[07/25] mm/csky: Use mm_fault_accounting()
diff mbox series

Message ID 20200615221607.7764-8-peterx@redhat.com
State New
Headers show
Series
  • mm: Page fault accounting cleanups
Related show

Commit Message

Peter Xu June 15, 2020, 10:15 p.m. UTC
Use the new mm_fault_accounting() helper for page fault accounting.
Also, move the accounting to be after release of mmap_sem.

CC: Guo Ren <guoren@kernel.org>
CC: linux-csky@vger.kernel.org
Signed-off-by: Peter Xu <peterx@redhat.com>
---
 arch/csky/mm/fault.c | 13 +------------
 1 file changed, 1 insertion(+), 12 deletions(-)

Comments

Guo Ren June 17, 2020, 7:04 a.m. UTC | #1
Hi Peter,

On Tue, Jun 16, 2020 at 6:16 AM Peter Xu <peterx@redhat.com> wrote:
>
> Use the new mm_fault_accounting() helper for page fault accounting.
> Also, move the accounting to be after release of mmap_sem.
>
> CC: Guo Ren <guoren@kernel.org>
> CC: linux-csky@vger.kernel.org
> Signed-off-by: Peter Xu <peterx@redhat.com>
> ---
>  arch/csky/mm/fault.c | 13 +------------
>  1 file changed, 1 insertion(+), 12 deletions(-)
>
> diff --git a/arch/csky/mm/fault.c b/arch/csky/mm/fault.c
> index 4e6dc68f3258..8f8d34d27eca 100644
> --- a/arch/csky/mm/fault.c
> +++ b/arch/csky/mm/fault.c
> @@ -111,8 +111,6 @@ asmlinkage void do_page_fault(struct pt_regs *regs, unsigned long write,
>                 return;
>         }
>  #endif
> -
> -       perf_sw_event(PERF_COUNT_SW_PAGE_FAULTS, 1, regs, address);
>         /*
>          * If we're in an interrupt or have no user
>          * context, we must not take the fault..
> @@ -160,17 +158,8 @@ asmlinkage void do_page_fault(struct pt_regs *regs, unsigned long write,
>                         goto bad_area;
>                 BUG();
>         }
> -       if (fault & VM_FAULT_MAJOR) {
> -               tsk->maj_flt++;
> -               perf_sw_event(PERF_COUNT_SW_PAGE_FAULTS_MAJ, 1, regs,
> -                             address);
> -       } else {
> -               tsk->min_flt++;
> -               perf_sw_event(PERF_COUNT_SW_PAGE_FAULTS_MIN, 1, regs,
> -                             address);
> -       }
> -
>         up_read(&mm->mmap_sem);
> +       mm_fault_accounting(tsk, regs, address, fault & VM_FAULT_MAJOR);
>         return;
>
>         /*
> --
> 2.26.2
>
I notice that you move it out of mm->mmap_sem's area, all archs should
follow the rule ? Can you give me a clarification and put it into de
commit log ?
Thx
Peter Xu June 17, 2020, 3:49 p.m.

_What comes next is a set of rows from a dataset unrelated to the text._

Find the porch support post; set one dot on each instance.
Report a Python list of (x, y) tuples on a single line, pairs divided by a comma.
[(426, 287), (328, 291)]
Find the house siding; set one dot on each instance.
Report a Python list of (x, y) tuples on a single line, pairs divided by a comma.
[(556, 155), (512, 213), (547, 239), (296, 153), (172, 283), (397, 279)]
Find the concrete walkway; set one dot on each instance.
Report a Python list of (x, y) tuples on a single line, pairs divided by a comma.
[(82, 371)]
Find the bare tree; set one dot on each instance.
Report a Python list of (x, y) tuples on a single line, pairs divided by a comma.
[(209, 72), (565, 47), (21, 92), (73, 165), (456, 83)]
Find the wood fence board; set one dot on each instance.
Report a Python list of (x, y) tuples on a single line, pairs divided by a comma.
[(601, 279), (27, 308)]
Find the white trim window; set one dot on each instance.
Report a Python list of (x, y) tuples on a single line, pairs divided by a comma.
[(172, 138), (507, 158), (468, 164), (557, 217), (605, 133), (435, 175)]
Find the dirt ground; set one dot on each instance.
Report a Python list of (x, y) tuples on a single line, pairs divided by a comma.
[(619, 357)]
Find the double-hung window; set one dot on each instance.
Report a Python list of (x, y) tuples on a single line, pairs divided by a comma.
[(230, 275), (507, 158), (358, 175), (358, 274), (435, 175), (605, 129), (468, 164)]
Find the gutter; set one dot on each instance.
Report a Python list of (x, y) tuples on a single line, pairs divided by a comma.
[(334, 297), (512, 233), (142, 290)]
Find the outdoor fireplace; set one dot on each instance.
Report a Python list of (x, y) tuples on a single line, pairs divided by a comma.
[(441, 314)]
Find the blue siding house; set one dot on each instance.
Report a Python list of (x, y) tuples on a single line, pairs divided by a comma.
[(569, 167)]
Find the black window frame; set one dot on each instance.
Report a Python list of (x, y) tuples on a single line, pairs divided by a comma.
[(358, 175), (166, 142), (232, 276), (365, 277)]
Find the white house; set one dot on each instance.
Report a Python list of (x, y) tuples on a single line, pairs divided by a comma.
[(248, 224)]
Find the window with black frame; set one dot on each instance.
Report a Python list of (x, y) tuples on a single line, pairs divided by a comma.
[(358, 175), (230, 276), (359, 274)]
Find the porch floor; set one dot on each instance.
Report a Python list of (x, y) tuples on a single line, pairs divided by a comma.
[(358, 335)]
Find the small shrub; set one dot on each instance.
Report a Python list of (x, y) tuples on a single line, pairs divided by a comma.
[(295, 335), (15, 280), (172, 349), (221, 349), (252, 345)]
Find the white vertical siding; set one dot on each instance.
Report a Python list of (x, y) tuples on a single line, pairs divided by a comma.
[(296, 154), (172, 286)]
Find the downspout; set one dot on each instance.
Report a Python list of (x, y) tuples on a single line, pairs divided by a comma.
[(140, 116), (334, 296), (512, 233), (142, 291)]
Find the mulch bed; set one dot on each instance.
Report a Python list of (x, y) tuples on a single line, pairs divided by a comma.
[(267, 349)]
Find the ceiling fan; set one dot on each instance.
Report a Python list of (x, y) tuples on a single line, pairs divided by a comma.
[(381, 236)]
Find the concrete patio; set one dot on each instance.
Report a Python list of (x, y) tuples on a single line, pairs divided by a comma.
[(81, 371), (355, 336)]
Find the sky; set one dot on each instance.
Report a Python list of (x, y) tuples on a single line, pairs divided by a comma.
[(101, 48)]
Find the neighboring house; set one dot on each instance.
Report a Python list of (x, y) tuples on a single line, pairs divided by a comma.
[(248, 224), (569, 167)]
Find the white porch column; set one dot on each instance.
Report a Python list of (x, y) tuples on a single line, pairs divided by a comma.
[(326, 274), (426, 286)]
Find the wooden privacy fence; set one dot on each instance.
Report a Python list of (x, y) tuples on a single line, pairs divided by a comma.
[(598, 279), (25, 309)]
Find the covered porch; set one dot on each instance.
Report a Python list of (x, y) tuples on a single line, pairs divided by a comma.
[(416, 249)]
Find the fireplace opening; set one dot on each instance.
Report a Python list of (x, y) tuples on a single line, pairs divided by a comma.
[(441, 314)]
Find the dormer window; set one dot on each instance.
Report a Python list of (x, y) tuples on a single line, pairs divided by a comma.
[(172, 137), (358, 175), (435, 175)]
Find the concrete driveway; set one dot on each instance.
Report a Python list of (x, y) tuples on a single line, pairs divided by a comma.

UTC | #2
On Wed, Jun 17, 2020 at 03:04:49PM +0800, Guo Ren wrote:
> Hi Peter,

Hi, Guo,

> 
> On Tue, Jun 16, 2020 at 6:16 AM Peter Xu <peterx@redhat.com> wrote:
> >
> > Use the new mm_fault_accounting() helper for page fault accounting.
> > Also, move the accounting to be after release of mmap_sem.
> >
> > CC: Guo Ren <guoren@kernel.org>
> > CC: linux-csky@vger.kernel.org
> > Signed-off-by: Peter Xu <peterx@redhat.com>
> > ---
> >  arch/csky/mm/fault.c | 13 +------------
> >  1 file changed, 1 insertion(+), 12 deletions(-)
> >
> > diff --git a/arch/csky/mm/fault.c b/arch/csky/mm/fault.c
> > index 4e6dc68f3258..8f8d34d27eca 100644
> > --- a/arch/csky/mm/fault.c
> > +++ b/arch/csky/mm/fault.c
> > @@ -111,8 +111,6 @@ asmlinkage void do_page_fault(struct pt_regs *regs, unsigned long write,
> >                 return;
> >         }
> >  #endif
> > -
> > -       perf_sw_event(PERF_COUNT_SW_PAGE_FAULTS, 1, regs, address);
> >         /*
> >          * If we're in an interrupt or have no user
> >          * context, we must not take the fault..
> > @@ -160,17 +158,8 @@ asmlinkage void do_page_fault(struct pt_regs *regs, unsigned long write,
> >                         goto bad_area;
> >                 BUG();
> >         }
> > -       if (fault & VM_FAULT_MAJOR) {
> > -               tsk->maj_flt++;
> > -               perf_sw_event(PERF_COUNT_SW_PAGE_FAULTS_MAJ, 1, regs,
> > -                             address);
> > -       } else {
> > -               tsk->min_flt++;
> > -               perf_sw_event(PERF_COUNT_SW_PAGE_FAULTS_MIN, 1, regs,
> > -                             address);
> > -       }
> > -
> >         up_read(&mm->mmap_sem);
> > +       mm_fault_accounting(tsk, regs, address, fault & VM_FAULT_MAJOR);
> >         return;
> >
> >         /*
> > --
> > 2.26.2
> >
> I notice that you move it out of mm->mmap_sem's area, all archs should
> follow the rule ? Can you give me a clarification and put it into de
> commit log ?

I don't think it's a must, but mmap_sem should not be required at least by
observing current code.  E.g., do_user_addr_fault() of x86 does the accounting
without mmap_sem even before this series.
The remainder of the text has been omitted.